The market in Japan is focusing on the “high-value” cuts, choice and better, which Wyoming and Nebraska cattle producers excel at bringing to market. That’s due, in part, to ongoing marketing efforts by the USMEF, which has been focusing on the Asian market in general and Japan specifically to promote meat from the United States.
“The Meat Export Federation is spending a lot of money in Japan right now, trying to educate restaurateurs how delicious a thick steak is, cooked medium rare,” Rush said. “They’re developing some restaurants there where you go in, order a steak and it’s cooked rapidly. That’s going over really well.
“I think this means a lot to cattle producers in Nebraska and Wyoming,” he said. “We produce some of the highest-quality beef there is in the world and the Japanese have developed a taste for our high-quality beef.”
And Rush said he’s already seen some economic impact from the announcement, where prior, the export value of a fat steer was slightly less than $300, it’s recently reached almost $330 for that same critter.
One major change the Japanese government has made in its import rules is dropping restrictions on beef animals 30-months-old and older, Bastian said.
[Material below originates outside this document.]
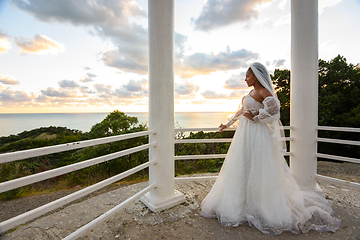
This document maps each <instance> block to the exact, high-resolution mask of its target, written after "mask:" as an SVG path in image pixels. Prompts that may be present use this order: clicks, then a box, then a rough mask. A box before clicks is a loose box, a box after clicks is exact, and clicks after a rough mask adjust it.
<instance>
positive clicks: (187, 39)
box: [0, 0, 360, 113]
While those older animals – mostly milk cows or seed bulls which are past their prime – definitely won’t qualify as prime beef for the high-end table, they can contribute lesser-quality cuts to other areas of the market.
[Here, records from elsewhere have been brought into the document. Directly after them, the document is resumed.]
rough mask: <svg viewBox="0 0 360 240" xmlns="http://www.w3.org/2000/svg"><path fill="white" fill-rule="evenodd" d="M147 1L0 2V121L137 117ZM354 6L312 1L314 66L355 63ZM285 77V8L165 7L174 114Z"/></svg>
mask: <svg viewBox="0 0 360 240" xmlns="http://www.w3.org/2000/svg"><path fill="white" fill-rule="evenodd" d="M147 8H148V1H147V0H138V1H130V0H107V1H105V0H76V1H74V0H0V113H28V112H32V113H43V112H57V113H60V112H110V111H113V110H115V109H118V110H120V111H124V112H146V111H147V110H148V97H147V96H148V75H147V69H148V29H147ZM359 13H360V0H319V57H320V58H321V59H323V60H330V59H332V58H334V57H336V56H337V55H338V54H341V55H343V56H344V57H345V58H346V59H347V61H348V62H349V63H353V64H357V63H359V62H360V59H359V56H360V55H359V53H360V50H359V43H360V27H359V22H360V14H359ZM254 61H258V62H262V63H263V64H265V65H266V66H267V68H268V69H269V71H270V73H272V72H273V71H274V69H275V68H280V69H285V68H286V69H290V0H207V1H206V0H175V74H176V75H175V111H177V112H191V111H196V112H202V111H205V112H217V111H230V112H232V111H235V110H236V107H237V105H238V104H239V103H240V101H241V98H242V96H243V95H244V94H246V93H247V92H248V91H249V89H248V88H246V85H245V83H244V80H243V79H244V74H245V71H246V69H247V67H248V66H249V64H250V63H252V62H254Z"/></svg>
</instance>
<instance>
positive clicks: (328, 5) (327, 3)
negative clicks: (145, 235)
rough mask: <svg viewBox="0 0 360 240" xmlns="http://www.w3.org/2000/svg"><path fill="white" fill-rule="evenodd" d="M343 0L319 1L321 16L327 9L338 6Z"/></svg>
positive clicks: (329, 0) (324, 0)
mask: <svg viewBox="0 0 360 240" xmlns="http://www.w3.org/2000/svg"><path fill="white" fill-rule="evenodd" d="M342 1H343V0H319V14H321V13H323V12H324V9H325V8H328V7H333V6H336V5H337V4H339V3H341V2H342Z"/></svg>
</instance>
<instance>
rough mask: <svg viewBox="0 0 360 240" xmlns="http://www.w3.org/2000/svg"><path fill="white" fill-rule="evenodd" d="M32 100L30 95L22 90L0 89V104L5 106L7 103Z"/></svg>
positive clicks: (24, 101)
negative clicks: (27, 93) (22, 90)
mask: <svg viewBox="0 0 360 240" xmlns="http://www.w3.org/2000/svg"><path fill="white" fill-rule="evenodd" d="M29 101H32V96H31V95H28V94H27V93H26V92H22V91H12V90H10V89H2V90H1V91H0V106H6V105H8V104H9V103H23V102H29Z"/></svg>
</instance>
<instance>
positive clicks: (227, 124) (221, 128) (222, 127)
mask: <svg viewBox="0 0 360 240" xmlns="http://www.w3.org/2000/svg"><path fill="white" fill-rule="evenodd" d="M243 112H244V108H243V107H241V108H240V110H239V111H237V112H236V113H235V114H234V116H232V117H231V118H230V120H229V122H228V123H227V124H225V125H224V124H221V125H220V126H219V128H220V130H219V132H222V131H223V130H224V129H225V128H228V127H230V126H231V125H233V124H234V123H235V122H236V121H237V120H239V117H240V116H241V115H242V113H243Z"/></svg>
“There’s been a lot of focus on steaks, which represents less than 15 percent of the carcass, in terms of poundage,” Bastian said. “If we’re only selling steaks, the high-value stuff, that still means there’s a lot of that beef animal left to be consumed.
“It’s a very important market, it’s very important for them to demand our beef,” he said. “If we think about beef produced from animals greater than 30 months … that should improve the demand in the Japanese markets.”
Rush and Bastian agree the potential increase in demand won’t have a significant impact on what consumers pay for their beef at the local market. While Japan does currently represent about 25 percent of the total U.S. beef exported annually, exports in general represent a relatively small percentage of total annual beef production in this country.
“We produce about 26 billion pounds of beef in the United States,” Bastian said. “Japan has been importing from us less than 1 billion pounds. We tend to consume, in the U.S. on average, about 90 percent of the beef we produce.
“This may have some effect on the domestic market, but it won’t be a big, huge amount on current domestic beef prices,” he said. “Again, time is going to tell, based on how much demand there is for these lower-value cuts from animals more than 30-months (of age). If there’s a big increase in that, we could have some increase in (domestic) prices. If we don’t see that much, consumers might not even be aware of a price increase.”
Another area increased exports to Japan could benefit is other commodities – corn and other inputs on the feeding end for cattle, Bastian said. With increased cattle prices, he’d expect to see greater demand for those feed inputs. But don’t expect massive per-bushel increases in the value of corn any time soon, he said.
“I don’t think we’re going to see a huge increase very fast,” Bastian said. “It will help a little bit, but it’s not going to take current corn prices and increase them by 40 percent. That’s not going to happen.”
Overall, though, the news of another expanding market for U.S. beef is a positive. But it’s also a slow process, Rush said. It takes time to get infrastructure and agreements in place, all the minutia of trade deals that has to take place before the first pound of U.S. beef is shipped.
“What that means for producers here and across the United States, it represents an increase in demand for beef, which translates into upward pressure on cattle prices,” Bastian said. “And that comes at a time when we’re seeing the supply of cattle increasing.”